HashMap, HashTable, TreeMap in-depth analysis and source code parsing, hashmaptreemap

Source: Internet
Author: User
Tags rehash

HashMap, HashTable, TreeMap in-depth analysis and source code parsing, hashmaptreemap

HashMap is used in implementation instances of Map interfaces in Java sets. Today we will learn HashMap together and learn the HashTable and HashTree associated with it by the way.

I. HashMap

1. Implementation of Map interface based on hash table. This implementation provides all optional ing operations and allows the use of null values and null keys. (The HashMap class is roughly the same as that of Hashtable except for non-synchronous and allowed null .) This class does not guarantee the order of mappings, especially it does not guarantee that the order remains unchanged.

2. The HashMap instance has two parameters that affect its performance:Initial CapacityAndLoad Factor.Capacity is the number of buckets in the hash table.The initial capacity is only the size of the hash table at creation.Load FactorIt is a scale in which a hash table can be full before its capacity is automatically increased. When the number of entries in the hash table exceeds the product of the load factor and the current capacityRehashOperation (that is, rebuilding the internal data structure), so that the hash table will have about twice the number of buckets.

3. The bottom layer of HashMap is the implementation of Hash tables (similar to the combination of array linked lists). When a HashMap object is created, a Hash table is created. The capacity of the Hash table is the number of buckets in the Hash, if the capacity is specified during object creation, the capacity of the created hash table is the number of buckets, and the number of buckets is the initial capacity.

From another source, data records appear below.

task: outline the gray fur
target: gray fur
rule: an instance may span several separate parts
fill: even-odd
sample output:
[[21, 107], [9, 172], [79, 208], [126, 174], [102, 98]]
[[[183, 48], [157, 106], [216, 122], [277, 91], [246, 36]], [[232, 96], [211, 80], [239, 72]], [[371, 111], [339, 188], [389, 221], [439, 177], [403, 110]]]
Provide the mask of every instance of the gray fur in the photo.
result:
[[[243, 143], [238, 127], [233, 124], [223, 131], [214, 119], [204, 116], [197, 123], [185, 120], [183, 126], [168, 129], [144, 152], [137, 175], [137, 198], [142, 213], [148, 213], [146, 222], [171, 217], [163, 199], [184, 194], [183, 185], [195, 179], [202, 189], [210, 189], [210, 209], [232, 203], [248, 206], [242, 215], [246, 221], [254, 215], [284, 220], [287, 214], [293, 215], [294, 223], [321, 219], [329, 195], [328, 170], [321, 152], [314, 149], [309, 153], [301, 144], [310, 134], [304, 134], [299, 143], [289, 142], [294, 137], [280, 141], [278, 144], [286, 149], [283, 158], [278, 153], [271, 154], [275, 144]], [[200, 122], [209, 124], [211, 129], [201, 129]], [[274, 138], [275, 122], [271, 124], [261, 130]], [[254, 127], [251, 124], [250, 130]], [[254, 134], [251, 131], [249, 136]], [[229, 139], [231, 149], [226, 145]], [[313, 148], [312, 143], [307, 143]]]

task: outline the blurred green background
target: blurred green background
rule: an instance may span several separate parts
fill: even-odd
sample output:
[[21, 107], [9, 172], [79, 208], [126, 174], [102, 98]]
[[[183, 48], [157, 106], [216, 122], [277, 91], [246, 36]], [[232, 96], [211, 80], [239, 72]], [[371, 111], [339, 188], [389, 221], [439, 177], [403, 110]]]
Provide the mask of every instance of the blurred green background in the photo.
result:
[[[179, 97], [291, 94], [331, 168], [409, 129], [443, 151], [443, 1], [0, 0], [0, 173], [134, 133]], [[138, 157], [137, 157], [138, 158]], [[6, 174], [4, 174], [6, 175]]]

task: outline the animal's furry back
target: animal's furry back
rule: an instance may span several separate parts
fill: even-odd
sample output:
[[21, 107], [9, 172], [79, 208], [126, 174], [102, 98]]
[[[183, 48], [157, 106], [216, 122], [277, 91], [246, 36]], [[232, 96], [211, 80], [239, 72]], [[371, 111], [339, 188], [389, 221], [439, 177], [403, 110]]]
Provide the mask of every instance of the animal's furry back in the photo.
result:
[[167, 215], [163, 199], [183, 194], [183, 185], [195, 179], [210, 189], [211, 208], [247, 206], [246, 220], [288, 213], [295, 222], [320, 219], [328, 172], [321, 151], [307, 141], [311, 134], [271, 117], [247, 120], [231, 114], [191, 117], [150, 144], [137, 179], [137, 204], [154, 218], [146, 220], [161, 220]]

If the initial capacity is not specified during creation, the default value is 16.

<span style="font-family:SimSun;font-size:18px;"> /**     * The default initial capacity - MUST be a power of two.     */    static final int DEFAULT_INITIAL_CAPACITY = 16;</span>

4. Whether the capacity is specified during creation or the default capacity is used, this value is not equal to the number of storage objects, because at the beginning, it is implemented based on arrays and linked lists, and there are Loading factor,Therefore, the capacity is not equal to the number of storage objects.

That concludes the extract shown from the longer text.